All’interno di AEM GAS, la divisione Analisi Reti si occupa della manutenzione delle mappe cartografiche relative alle reti di bassa e media pressione e congruenza dei relativi dati tecnici di rete. I documenti si riferiscono a 2500 Km di BP e 500 KM tra AP e MP.

E’ peraltro la divisione che fornisce indicazioni tecniche circa lo stato della rete e vincoli da rispettarsi alla divisione che progetta e quantifica i nuovi interventi sulla rete a seguito di richieste da parte degli utenti.

Sfida

Vista la mancanza di strumenti dedicati per le specifiche esigenze, il lavoro di manutenzione ed allineamento delle reti è molto oneroso in termini di tempo e questo va a discapito della garanzia di avere sempre aggiornata la situazione “sul campo”, il che si riperquote a cascata sui processi di valutazione di nuovi interventi sulla rete. Anche il passaggio dei dati al sistema di calcolo delle grandezze fluidodinamiche sulla rete ne risente e al momento diventa  necessario un lavoro aggiuntivo di predisposizione e correzione dei dati prima dell'esecuzione di una valida simulazione.

L’obiettivo è quindi quello di costruire un primo sistema “integrato” che possa contenere tutte le informazioni grafiche e non dei sistemi di rete media (MP) che di bassa (BP) pressione gestite dall’azienda.
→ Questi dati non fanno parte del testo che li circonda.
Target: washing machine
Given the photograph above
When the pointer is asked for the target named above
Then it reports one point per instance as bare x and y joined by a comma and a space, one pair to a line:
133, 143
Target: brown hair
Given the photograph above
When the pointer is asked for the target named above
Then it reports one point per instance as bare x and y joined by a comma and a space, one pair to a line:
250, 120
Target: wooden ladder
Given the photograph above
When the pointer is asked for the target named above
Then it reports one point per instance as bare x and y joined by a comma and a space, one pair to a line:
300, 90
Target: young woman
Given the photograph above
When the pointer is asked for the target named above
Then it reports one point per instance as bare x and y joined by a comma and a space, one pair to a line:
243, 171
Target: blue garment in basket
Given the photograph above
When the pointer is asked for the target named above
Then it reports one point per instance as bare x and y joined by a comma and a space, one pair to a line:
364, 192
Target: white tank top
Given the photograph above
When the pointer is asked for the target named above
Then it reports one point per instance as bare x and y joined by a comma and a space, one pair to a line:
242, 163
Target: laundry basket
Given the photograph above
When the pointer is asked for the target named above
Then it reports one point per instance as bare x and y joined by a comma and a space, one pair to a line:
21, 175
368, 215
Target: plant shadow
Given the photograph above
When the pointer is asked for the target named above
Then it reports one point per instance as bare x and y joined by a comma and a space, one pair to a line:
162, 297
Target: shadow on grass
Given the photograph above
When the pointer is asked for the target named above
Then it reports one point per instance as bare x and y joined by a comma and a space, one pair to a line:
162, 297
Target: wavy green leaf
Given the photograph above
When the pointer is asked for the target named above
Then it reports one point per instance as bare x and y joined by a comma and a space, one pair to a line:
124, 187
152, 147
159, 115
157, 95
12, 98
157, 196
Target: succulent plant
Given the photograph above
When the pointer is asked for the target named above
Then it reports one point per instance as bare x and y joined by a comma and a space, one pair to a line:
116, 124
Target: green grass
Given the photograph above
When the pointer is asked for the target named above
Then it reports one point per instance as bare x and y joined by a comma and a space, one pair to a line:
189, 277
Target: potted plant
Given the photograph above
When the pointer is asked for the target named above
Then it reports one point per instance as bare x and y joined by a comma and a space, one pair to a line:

In questo contesto si inserisce la ricerca di una soluzione alle carenze evidenziate, soluzione che deve offrire risposte adeguate considerando le piattaforme informatiche esistenti già in AEM, ma deve garantire al pari anche flessibilità ed espandibilità nel tempo.

Soluzione

Dopo una attento lavoro di analisi di problematiche, risorse esistenti ed obiettivi, si è arrivati alla definizione di un “sistema integrato DB-CAD” con funzionalità specifiche realizzate “ad hoc” e che ha interessato sia l’ambito CAD che database, il tutto corredato anche da una serie di procedure per l’allineamento (“porting”) dell'esistente al nuovo formato del sistema DB-CAD

Processo di porting di disegni e dati di rete

Questo processo è risultato molto oneroso sia perché l’esistente non è uniforme, essendo frutto di diversi anni di lavoro, sia perché non tiene in alcun conto le necessità dettate dalla leggibilità bidirezionale dati-cad che è l’oggetto principale del progetto DB-CAD. Pertanto:

- per i disegni, tutti i files esistenti sono stati processati da procedure appositamente sviluppate che evidenziano tutte le carenze ed incongruenze del disegno rispetto al nuovo standard ed aggiornati secondo un processo iterativo.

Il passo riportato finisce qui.